Asked about the possible positive effects of Indian aid, he said that such aid could lead to more rapprochements with Pakistan, or could be forgotten as a stand-alone goodwill gesture. It was 'up to all of us' to take a profoundly human moment and help reshape the relationship between both peoples.
He said that an awakening of common humanity was indeed possible and could produce some reconciliation between peoples. He, however, said that he could not predict how it would affect the controversy over Kashmir and other big issues.
Haroon said that the joint press conference was historic and spoke of the friendship between his own grandfather and Mahatma Gandhi, who, he said, was extremely concerned over the welfare of Muslims on the subcontinent. He welcomed the outpouring of aid from people of all faiths and ethnicities.
He called for the world to step up to the enormous humanitarian challenges, warning of disasters yet to come, pointing out that 90 per cent of victims were still drinking dirty water.
In response to questions, he said that there was a risk of destabilization in Pakistan, and that yesterday's strikes against religious minorities had shown that militants were certainly willing to take advantage of opportunities.
The people who had been most affected, however, were not militants.
The people most affected were the 'uncomplaining hard core' of Pakistani society.
Gandhi said that the disaster could increase unrest, but so far he had noticed a strong reaction against the latest violence, with people asking how anyone could carry out attacks in the middle of such an emergency.
There was also the possibility that people would come together, across ethnic, religious and class lines.
He said within Pakistan, the elites have to decide where they stand.

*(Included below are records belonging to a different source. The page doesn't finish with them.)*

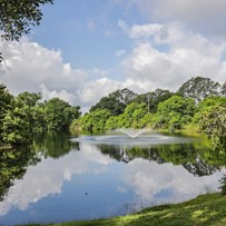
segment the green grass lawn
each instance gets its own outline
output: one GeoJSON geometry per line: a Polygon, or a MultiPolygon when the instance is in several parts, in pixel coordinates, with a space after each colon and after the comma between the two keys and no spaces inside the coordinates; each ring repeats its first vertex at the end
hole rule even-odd
{"type": "Polygon", "coordinates": [[[137,214],[55,226],[226,226],[226,196],[207,194],[189,202],[146,208],[137,214]]]}

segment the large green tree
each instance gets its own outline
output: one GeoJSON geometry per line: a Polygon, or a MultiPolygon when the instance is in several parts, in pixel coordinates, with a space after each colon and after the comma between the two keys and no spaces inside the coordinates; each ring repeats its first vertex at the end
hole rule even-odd
{"type": "Polygon", "coordinates": [[[80,116],[79,110],[80,107],[71,107],[59,98],[46,101],[45,117],[48,130],[68,130],[72,120],[80,116]]]}
{"type": "Polygon", "coordinates": [[[183,97],[191,97],[199,102],[206,97],[220,95],[220,85],[209,78],[193,77],[183,83],[177,92],[183,97]]]}
{"type": "Polygon", "coordinates": [[[12,107],[13,97],[9,94],[7,87],[0,83],[0,146],[3,145],[3,119],[12,107]]]}
{"type": "Polygon", "coordinates": [[[156,112],[158,104],[169,99],[174,94],[166,89],[156,89],[155,91],[138,95],[134,101],[145,102],[149,112],[156,112]]]}
{"type": "Polygon", "coordinates": [[[200,114],[200,130],[204,131],[217,146],[225,150],[226,148],[226,107],[215,105],[206,108],[200,114]]]}
{"type": "Polygon", "coordinates": [[[41,21],[41,6],[52,2],[53,0],[0,0],[1,39],[18,41],[23,33],[29,33],[31,27],[39,26],[41,21]]]}
{"type": "Polygon", "coordinates": [[[195,114],[196,105],[193,98],[173,96],[160,102],[156,115],[156,126],[171,131],[188,125],[195,114]]]}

If the response was unsatisfactory, however, deeper divides could be created.
Asked if he was satisfied with the response of the United Nations to the floods, Haroon said there was a "strong burst of activity" before and after the Secretary-General's visit, but the momentum had flagged a bit, even though, 'the worst is yet to happen', due to filthy water and food, a lack of some 900,000 tents and other shortages.
There were still only 15 helicopters available to cover the affected area. In that context, he said that assistance from the Chinese military was not a threat; they had, after all, built highways in Pakistan.
He said that the Secretary-General had raised an initial, substantial amount and the world was helping, but domestic assistance capacity had been exhausted. India had a great role to play there, provided more people like Gandhi who came forward.
Gandhi thanked all Indians who had helped thus far, but said the Indian heart could do so much more. Everyone in the world must feel accountable for what they did, or did not do to help the victims, he said.